Stories can be larger than life, or at least as large!  In April, we took our mission of breaking down barriers and shattering stereotypes to another level by launching partnerships with Shared_Studios and now with the Charles Koch Foundation.

Together, we’re piloting a new initiative based on immigration and identity that allows us to foster empathy between students who live thousands of miles apart, but feel as though they are in the same room. It’s the ultimate in armchair travel!


N4 student ambassadors from the American School of Tampico in Mexico connect with elementary students in Floyd County, Kentucky while wearing their N4 “Share Today/Change Tomorrow” t-shirts! Photo: Maru Castaneda


This academic year, we have placed Portal_Inflatables in three of our key partner schools: University Heights High School in the Bronx, New York; Floyd Central High School in Eastern, Kentucky; and the American School of Tampico in Tampico, Mexico. The Portals allow students to connect more deeply than if they were using common video conferencing technology. We feel this is key to helping us achieve one of our key and crucial objectives: revolutionizing education. No small task but with your help it’s entirely doable!

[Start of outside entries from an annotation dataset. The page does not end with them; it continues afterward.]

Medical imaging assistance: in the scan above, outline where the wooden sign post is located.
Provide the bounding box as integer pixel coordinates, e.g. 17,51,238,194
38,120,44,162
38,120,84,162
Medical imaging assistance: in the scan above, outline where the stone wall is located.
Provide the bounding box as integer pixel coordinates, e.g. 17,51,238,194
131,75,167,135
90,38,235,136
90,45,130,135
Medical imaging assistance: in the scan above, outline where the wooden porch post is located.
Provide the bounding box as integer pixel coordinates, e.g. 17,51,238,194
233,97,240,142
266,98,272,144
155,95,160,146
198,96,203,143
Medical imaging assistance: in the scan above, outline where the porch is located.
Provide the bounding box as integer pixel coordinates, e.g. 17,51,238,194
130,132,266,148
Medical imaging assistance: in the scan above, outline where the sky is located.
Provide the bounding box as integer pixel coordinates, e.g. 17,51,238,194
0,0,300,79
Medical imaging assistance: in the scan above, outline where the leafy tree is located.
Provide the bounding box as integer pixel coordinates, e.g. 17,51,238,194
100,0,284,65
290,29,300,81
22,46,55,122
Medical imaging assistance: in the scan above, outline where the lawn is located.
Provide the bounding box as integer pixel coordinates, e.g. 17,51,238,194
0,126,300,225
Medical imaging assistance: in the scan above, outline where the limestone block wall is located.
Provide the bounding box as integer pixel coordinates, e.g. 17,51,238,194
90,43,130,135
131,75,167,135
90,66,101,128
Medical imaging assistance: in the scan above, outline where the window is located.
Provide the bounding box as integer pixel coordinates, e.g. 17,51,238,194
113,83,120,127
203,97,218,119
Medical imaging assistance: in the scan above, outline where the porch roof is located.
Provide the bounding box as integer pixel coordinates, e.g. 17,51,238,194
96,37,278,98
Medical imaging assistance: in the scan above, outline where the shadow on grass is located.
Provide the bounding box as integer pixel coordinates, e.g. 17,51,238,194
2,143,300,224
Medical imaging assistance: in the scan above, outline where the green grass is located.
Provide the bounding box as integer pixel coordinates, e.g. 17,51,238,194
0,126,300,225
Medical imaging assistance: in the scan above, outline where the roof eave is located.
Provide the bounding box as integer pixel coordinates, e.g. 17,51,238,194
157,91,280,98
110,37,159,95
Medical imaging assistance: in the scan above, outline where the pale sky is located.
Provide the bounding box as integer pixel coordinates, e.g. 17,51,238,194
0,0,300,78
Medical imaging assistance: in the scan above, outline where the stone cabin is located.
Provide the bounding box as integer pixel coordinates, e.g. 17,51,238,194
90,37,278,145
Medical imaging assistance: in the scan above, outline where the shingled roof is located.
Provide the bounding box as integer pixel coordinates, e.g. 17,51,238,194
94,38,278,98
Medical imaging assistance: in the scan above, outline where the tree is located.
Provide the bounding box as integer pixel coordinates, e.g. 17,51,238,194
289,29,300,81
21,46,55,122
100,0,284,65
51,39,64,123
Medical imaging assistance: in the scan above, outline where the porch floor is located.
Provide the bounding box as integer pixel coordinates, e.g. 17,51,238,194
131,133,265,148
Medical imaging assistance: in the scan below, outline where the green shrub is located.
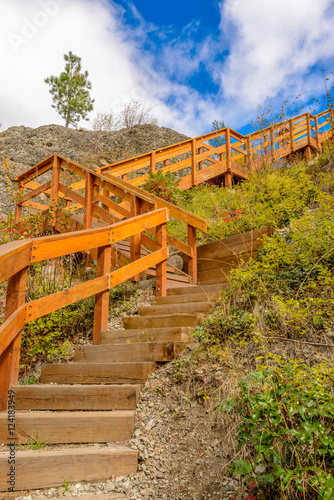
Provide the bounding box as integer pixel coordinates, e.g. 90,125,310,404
143,170,183,204
220,359,334,500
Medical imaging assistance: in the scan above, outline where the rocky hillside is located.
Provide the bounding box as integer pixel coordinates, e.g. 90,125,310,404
0,125,188,213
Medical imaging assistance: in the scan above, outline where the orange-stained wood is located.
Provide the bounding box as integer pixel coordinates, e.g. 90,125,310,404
31,208,169,262
150,151,155,174
0,304,26,356
93,245,111,345
21,181,51,203
188,226,197,285
26,276,109,323
21,200,49,211
99,195,131,218
0,266,28,411
84,172,94,229
155,224,167,297
130,196,141,281
50,154,61,226
191,139,197,186
110,247,169,288
0,240,32,283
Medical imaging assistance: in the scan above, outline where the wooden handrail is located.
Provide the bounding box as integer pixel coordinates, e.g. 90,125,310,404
0,208,169,411
98,110,332,189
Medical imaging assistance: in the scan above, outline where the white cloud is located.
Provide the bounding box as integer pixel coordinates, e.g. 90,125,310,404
219,0,334,124
0,0,334,135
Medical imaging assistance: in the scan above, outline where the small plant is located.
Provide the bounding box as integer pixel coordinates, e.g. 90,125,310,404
21,377,39,385
220,356,334,500
62,476,72,493
143,170,183,204
21,432,47,450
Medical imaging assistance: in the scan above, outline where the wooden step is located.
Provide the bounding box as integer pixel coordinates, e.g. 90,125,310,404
74,342,184,363
40,362,156,384
198,265,231,285
0,446,138,491
0,410,134,444
101,326,195,345
122,312,204,329
12,384,141,410
198,273,229,285
167,283,228,297
154,292,219,305
138,302,212,316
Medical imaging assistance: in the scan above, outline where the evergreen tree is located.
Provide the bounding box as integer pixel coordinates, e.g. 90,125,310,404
44,51,94,127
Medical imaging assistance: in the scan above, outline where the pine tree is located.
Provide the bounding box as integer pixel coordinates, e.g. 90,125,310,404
44,51,94,127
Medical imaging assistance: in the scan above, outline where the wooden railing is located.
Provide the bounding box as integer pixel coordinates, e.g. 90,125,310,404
0,208,169,411
15,155,207,283
98,109,333,189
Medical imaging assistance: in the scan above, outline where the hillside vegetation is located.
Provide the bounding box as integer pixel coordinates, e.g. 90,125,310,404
159,148,334,500
0,124,334,500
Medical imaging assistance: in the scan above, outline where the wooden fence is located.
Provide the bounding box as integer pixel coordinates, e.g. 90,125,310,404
15,155,207,283
0,208,169,411
98,109,334,189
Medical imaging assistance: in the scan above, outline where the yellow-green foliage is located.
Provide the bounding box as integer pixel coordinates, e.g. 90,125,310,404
169,154,334,242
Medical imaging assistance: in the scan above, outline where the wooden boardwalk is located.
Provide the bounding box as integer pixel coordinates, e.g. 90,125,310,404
0,105,332,491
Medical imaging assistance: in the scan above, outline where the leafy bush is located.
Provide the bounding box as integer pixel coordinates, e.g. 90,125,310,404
143,170,183,204
220,359,334,500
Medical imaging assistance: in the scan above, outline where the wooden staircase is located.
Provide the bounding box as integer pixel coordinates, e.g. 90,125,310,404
0,285,226,491
0,227,272,491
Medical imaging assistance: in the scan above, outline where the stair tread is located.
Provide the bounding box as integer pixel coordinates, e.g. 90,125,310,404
0,445,138,491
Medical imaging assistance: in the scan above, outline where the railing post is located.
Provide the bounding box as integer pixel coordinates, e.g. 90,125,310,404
329,108,334,141
84,172,94,229
224,128,232,188
198,146,203,170
150,151,155,174
270,125,276,163
14,182,22,224
0,267,28,411
314,116,320,151
93,245,111,345
50,154,61,226
306,113,312,161
246,135,252,170
191,139,197,186
155,223,167,297
188,224,197,285
130,195,141,281
289,118,295,153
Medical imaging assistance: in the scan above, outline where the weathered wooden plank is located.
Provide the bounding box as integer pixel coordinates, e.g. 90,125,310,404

The Portal_Inflatable shines bright at University Heights High School in the Bronx, New York. Photo: Lisa Greenbaum


University Heights and Floyd Central are also taking part in the second iteration of our pilot field exchange program, an immersion project that is designed to complement the Portal connections. Ten students from University Heights will travel to Floyd County, Kentucky to join their ten southern partners and friends in just two weeks. Floyd Central teacher and N4 Master Practitioner nominee, Mary Slone, said, “I still cannot wrap my head around how unbelievably amazing this portal has been and will be.”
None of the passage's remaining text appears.